The lesson was enshrined in a fable over 2600 years ago, yet some still don’t get it today – killing the goose to get the gold inside leaves one with only a dead goose. Put another way, and as has been demonstrated by one high tax jurisdiction after another, greed overreaches and leads to loss.
One effort to spare the goose and stem the damage is the Internet Tax Freedom Forever Act, which would finally make permanent the existing ban on Internet access taxes and on multiple and discriminatory taxes on e-commerce. The moratorium, first enacted in 1998, merely prevents state and local governments from levying taxes on Internet access, and also prevents discriminatory taxes; that is, taxes applied on an additional or higher level on Internet purchases.
Allowing new discriminatory Internet taxes only serves to dampen on-line commerce and the slow the spread of broadband Internet access. A mere extension of the ban would introduce uncertainty into the marketplace, hinder long term investment in the Internet ecosystem that drive innovation and provide a foundation for America’s competitiveness.
But even with the “Internet tax moratorium” it is still possible that the same digital good or service purchase could be taxed by several different jurisdictions. So, one purchase could easily be taxed by the jurisdiction where the good is purchased, again where the merchant is located and yet again in the jurisdiction where the wireless bill for the account used is sent. One purchase with sales tax applied three times, a feast for tax hungry states looking for more revenue to fuel ever higher spending.
The “Digital Goods and Services Tax Fairness Act” would fix this problem by preventing digital goods and services purchases from being subjected to multiple and discriminatory taxes.
Some are so tax hungry they are willing to violate the Constitution in an effort to rake in citizen’s hard earned cash.

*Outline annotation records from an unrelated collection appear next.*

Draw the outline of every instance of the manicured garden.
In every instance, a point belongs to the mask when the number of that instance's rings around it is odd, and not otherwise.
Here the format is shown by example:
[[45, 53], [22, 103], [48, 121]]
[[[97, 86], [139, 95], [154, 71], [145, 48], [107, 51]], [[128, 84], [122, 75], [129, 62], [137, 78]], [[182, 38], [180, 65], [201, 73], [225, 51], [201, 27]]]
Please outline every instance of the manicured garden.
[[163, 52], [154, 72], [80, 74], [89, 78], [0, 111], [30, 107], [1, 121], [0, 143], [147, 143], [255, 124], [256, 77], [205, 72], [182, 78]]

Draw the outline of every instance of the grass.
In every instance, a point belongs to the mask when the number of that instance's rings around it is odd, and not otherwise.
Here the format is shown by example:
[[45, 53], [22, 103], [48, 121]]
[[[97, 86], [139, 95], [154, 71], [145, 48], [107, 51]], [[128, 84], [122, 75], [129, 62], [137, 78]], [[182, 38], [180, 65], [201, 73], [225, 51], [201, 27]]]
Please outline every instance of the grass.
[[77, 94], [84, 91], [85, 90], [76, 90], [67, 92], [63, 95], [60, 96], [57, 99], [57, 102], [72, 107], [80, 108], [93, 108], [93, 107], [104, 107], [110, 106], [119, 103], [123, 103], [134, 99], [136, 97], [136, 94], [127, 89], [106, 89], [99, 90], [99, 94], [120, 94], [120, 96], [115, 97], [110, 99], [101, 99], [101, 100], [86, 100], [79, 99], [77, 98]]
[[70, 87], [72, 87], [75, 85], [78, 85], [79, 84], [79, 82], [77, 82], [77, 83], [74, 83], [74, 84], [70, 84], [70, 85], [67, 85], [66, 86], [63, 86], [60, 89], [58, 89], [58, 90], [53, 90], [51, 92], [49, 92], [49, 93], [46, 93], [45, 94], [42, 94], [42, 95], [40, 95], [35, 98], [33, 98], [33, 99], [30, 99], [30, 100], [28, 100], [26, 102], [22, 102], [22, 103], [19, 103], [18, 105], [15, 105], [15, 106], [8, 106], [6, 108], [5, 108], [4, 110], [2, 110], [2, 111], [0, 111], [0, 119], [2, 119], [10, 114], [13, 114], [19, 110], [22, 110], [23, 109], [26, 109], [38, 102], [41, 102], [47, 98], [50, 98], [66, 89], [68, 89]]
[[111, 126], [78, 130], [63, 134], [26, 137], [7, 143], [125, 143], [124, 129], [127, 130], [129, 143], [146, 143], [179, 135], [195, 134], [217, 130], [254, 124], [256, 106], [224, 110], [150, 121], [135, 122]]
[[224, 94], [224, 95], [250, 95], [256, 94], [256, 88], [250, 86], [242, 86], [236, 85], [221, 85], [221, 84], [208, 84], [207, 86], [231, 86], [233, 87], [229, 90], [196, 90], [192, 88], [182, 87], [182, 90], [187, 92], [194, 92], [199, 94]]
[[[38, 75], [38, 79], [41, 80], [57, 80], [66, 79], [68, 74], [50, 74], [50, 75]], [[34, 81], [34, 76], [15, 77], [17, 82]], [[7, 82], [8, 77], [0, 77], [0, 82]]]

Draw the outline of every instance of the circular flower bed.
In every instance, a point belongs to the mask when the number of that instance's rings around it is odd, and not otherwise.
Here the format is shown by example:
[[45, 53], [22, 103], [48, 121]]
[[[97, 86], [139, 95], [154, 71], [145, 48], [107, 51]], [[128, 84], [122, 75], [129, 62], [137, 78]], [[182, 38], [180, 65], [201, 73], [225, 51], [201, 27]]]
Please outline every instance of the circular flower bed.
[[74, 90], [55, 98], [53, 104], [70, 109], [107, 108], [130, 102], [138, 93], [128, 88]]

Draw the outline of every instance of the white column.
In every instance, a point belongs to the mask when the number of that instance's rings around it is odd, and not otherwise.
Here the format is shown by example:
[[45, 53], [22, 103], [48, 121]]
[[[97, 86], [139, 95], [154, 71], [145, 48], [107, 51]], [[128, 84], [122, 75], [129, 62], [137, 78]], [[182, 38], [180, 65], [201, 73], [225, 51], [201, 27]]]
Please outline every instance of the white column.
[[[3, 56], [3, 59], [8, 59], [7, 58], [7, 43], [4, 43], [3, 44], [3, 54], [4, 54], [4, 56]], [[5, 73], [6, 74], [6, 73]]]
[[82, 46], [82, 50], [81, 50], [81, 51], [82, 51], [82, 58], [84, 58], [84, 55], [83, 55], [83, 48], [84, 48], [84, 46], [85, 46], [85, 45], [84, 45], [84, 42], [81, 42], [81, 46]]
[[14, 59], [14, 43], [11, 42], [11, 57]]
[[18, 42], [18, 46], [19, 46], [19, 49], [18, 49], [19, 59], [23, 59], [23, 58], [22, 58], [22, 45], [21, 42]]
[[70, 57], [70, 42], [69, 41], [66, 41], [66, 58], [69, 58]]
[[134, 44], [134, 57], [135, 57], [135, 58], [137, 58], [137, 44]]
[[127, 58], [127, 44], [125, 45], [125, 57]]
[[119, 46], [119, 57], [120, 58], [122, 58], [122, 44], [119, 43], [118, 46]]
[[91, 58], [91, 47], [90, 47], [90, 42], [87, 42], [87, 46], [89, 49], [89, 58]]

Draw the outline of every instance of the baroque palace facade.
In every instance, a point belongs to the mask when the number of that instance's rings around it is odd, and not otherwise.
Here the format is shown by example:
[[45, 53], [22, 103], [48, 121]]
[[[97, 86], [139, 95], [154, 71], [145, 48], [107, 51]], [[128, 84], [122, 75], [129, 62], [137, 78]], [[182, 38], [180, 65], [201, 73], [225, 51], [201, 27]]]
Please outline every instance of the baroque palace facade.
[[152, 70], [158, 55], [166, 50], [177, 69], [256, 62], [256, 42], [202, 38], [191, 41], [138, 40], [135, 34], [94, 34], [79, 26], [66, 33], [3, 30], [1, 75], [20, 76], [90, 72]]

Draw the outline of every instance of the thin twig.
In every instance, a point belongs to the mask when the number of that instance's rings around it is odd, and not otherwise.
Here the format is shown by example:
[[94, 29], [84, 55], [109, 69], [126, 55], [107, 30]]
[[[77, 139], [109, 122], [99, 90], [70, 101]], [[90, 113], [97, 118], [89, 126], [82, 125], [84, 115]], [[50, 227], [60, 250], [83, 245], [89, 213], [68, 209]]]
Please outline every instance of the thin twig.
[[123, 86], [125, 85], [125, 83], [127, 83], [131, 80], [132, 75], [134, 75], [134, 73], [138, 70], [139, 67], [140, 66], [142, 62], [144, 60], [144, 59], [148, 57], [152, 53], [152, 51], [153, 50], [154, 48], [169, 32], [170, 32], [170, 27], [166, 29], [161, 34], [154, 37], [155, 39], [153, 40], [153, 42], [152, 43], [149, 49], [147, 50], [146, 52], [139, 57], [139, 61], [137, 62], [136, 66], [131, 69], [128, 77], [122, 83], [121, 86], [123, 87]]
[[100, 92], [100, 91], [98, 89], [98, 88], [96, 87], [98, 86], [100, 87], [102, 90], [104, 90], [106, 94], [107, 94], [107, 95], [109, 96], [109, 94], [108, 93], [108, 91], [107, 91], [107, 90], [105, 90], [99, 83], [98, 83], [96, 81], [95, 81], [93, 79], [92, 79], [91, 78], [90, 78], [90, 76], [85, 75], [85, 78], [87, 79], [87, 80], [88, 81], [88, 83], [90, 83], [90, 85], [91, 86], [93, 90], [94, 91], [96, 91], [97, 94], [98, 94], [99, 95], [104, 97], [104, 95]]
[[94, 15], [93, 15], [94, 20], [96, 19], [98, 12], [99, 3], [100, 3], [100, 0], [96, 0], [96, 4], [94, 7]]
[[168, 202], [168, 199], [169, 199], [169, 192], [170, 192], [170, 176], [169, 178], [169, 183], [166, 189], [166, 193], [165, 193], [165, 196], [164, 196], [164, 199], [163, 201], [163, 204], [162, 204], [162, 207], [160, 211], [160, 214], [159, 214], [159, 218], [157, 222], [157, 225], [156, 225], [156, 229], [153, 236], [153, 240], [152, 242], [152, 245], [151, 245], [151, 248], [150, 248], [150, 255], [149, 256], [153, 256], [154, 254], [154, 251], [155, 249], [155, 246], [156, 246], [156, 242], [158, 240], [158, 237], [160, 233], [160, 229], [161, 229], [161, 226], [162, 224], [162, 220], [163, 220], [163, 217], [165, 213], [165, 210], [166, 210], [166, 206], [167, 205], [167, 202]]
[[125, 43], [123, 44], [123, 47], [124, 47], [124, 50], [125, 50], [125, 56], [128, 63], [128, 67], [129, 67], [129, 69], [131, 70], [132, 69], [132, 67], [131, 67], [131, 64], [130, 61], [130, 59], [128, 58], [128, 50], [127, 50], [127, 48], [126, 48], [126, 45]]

The so-called Marketplace Fairness Act, a proposal that does away with any requirement that a business have a physical connection to a jurisdiction before it can be required to levy taxes on its sales, is currently pending before the U.S. Congress. If this law were to pass, a person merely calling up a website of a business would be enough to require that business to pay taxes in that state where the caller resides. A discriminatory Internet tax would look mild by comparison.
Part of the U.S. Constitution was written in response to this exact problem, which developed under the Articles of Confederation: States looting across state lines and taxing without representation.
Let’s hope the Internet goose doesn’t get cooked and end the golden era of growth of the Internet economy.